He had been speaking with an old acquaintance, the Marquess of Brisbin. He had asked Brisbin if he had been introduced to Miss Brooke. Torrie had seen her at a number of balls, their gazes clashing several times, always an answering spark lighting in his belly. He had wanted an introduction.
“Miss Elizabeth Brooke?” Brisbin had repeated, laughing. “Why should you want to be introduced to that dreadful nobody? She’s a plain, plump little partridge, isn’t she? And not a dowry to speak of.”
It all came rushing back.
He had never called Bess those hideous words. It had been someone else. And she had overheard and mistaken Brisbin’s voice for his own. Relief washed over him, along with outrage at Brisbin’s cruel remarks.
It hadn’t been him.
He had been drawn to Bess, even years ago. Because she had bloody well always been meant for him.
Always.
“Torrie?” Monty was standing before him, his countenance lined with concern. “You’re deuced pale. Beelzebub’s banyan, you aren’t going to swoon, are you?”
“That’s a new one,” he muttered, thinking he had never heard his friend use that oath before and then wondering why he gave a damn.
But for some reason, his friend’s odd oaths from over the years were raining in his mind.

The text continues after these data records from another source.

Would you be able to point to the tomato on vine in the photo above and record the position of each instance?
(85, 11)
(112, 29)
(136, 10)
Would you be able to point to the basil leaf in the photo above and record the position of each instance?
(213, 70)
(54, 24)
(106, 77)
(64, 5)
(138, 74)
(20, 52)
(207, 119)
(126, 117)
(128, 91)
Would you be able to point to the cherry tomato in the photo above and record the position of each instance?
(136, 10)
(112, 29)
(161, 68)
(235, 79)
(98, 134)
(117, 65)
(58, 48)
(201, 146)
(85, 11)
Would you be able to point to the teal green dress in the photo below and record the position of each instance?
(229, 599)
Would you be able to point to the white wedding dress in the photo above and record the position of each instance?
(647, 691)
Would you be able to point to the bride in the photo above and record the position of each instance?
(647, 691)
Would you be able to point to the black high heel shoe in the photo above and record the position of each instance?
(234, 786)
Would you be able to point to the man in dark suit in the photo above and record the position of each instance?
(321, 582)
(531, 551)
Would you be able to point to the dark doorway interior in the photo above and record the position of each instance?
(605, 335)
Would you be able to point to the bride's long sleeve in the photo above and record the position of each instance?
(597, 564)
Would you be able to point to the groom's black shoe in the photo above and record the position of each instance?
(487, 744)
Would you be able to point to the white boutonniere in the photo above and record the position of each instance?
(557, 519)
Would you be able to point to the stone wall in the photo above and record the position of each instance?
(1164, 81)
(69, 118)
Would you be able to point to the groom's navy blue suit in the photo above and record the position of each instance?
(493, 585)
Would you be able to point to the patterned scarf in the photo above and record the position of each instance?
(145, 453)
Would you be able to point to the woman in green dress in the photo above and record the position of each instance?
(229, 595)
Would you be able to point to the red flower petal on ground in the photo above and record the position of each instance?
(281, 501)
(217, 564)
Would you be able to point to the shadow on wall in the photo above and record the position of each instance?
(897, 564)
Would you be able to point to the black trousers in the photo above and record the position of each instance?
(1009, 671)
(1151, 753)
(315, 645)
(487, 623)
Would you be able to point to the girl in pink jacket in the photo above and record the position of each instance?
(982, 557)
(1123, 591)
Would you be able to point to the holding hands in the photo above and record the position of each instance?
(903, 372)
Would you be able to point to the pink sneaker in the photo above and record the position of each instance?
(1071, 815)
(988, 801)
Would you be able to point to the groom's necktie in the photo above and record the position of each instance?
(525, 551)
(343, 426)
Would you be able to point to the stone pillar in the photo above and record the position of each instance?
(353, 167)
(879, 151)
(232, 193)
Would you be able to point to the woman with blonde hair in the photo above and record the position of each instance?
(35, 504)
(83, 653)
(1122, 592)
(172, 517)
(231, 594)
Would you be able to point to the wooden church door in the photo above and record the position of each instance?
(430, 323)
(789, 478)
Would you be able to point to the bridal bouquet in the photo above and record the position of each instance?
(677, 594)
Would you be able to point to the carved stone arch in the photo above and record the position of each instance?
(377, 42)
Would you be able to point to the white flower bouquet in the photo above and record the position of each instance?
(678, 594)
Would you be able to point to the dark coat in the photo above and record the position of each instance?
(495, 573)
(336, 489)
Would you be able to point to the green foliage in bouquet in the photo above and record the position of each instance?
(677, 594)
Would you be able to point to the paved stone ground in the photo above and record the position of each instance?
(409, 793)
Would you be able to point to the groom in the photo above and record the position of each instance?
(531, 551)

He remembered them all.
Monty grinned. “It’s a recent invention. It has delightful alliteration, don’t you think?”
“Christ,” he mumbled. “You’re a Bedlamite.”
“So you’ve been telling me for years,” Monty said. “I happily ignore all the aspersions you cast upon my character. Since I love you like a brother, I’m willing to forgive you.”
His mind was whirling. He felt…dizzied and overwhelmed and relieved and terrified and overjoyed, all at once.
And confused.
So very confused. Because suddenly, the old Torrie was merging with the new Torrie, and he didn’t know which of them he was. Didn’t know where his old self ended and his new self began.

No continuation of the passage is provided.